Conselho esteve na unidade nesta semana e fiscalizou questões relativas ao exercício profissional na enfermagem e o Sisma sobre as condições de trabalho e estruturais do Regional de Sorriso. Nos dois casos foram encontradas irregularidades, segundo as equipes.

 

Em nota, a SES disse que o Hospital Regional de Sorriso ainda não foi oficialmente notificado e que a direção da unidade acompanhou a visita das equipes do Coren-MT, do Sisma-MT e da Comissão de Saúde da Assembleia Legislativa e registrou os apontamentos feitos.

 

“Quanto à questão dos profissionais de enfermagem, o Hospital Regional esclarece que foi realizado um Processo Seletivo em fevereiro de 2023; os novos profissionais devem assumir os postos de trabalho no próximo dia 10 de abril.

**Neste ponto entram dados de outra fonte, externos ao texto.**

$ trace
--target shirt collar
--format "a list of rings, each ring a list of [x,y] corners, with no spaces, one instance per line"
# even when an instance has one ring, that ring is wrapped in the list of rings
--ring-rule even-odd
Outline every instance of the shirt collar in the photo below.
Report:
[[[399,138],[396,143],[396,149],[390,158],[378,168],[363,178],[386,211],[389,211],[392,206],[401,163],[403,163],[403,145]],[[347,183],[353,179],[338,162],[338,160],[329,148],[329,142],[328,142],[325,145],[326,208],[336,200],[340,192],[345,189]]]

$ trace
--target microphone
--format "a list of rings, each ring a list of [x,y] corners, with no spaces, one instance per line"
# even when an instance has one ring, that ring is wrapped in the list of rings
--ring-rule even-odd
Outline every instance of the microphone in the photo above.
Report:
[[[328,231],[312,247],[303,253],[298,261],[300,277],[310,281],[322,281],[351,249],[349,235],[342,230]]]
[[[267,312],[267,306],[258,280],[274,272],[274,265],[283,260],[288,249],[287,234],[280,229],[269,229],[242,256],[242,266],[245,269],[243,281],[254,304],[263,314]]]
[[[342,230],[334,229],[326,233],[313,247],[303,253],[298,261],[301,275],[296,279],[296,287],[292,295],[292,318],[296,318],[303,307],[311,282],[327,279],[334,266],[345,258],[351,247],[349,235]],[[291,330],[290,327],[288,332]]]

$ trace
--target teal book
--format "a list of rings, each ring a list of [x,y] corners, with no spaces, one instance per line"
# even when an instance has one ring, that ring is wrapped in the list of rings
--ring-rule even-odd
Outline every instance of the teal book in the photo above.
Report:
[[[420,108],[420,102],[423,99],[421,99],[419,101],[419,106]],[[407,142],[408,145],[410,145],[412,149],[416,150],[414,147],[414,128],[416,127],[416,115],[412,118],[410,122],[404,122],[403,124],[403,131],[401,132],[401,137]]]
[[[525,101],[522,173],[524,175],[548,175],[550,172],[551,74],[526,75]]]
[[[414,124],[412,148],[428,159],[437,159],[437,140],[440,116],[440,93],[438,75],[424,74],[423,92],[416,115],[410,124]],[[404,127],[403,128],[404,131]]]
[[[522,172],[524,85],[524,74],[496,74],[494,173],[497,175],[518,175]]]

A SES ainda esclarece que o Hospital passa por constante modernização”, destacou.

 

Segundo o relatório, o Hospital Regional de Sorriso possui 150 leitos e apenas 46 enfermeiros e 123 técnicos para prestar assistência aos pacientes de alta complexidade de trauma, pediatria e materno infantil de 17 municípios da região.

 

De acordo com o conselho, em alguns setores, não havia enfermeiro responsável e a quantidade de técnicos era insuficiente diante da quantidade de pessoas internadas.

 

Já o Sisma apontou que a carga horária dos profissionais vinha sendo cumprida de acordo com o contrato e que não há pagamento de horas extras aos servidores. Os trabalhadores compensam o excedente trabalhado com banco de horas.

 

Em relação à estrutura, segundo o sindicato, foram encontrados vazamentos, goteiras e rachaduras no prédio, inclusive no centro cirúrgico.

 

O Coren disse que o hospital tem sido notificado desde 2021 por causa do subdimensionamento que tem provocado excesso de carga horária dos trabalhadores para prestar o cuidado aos pacientes internados.

 

Disse ainda que há uma ação civil pública em andamento que foi apresentada à Justiça, mas os problemas apontados não foram resolvidos.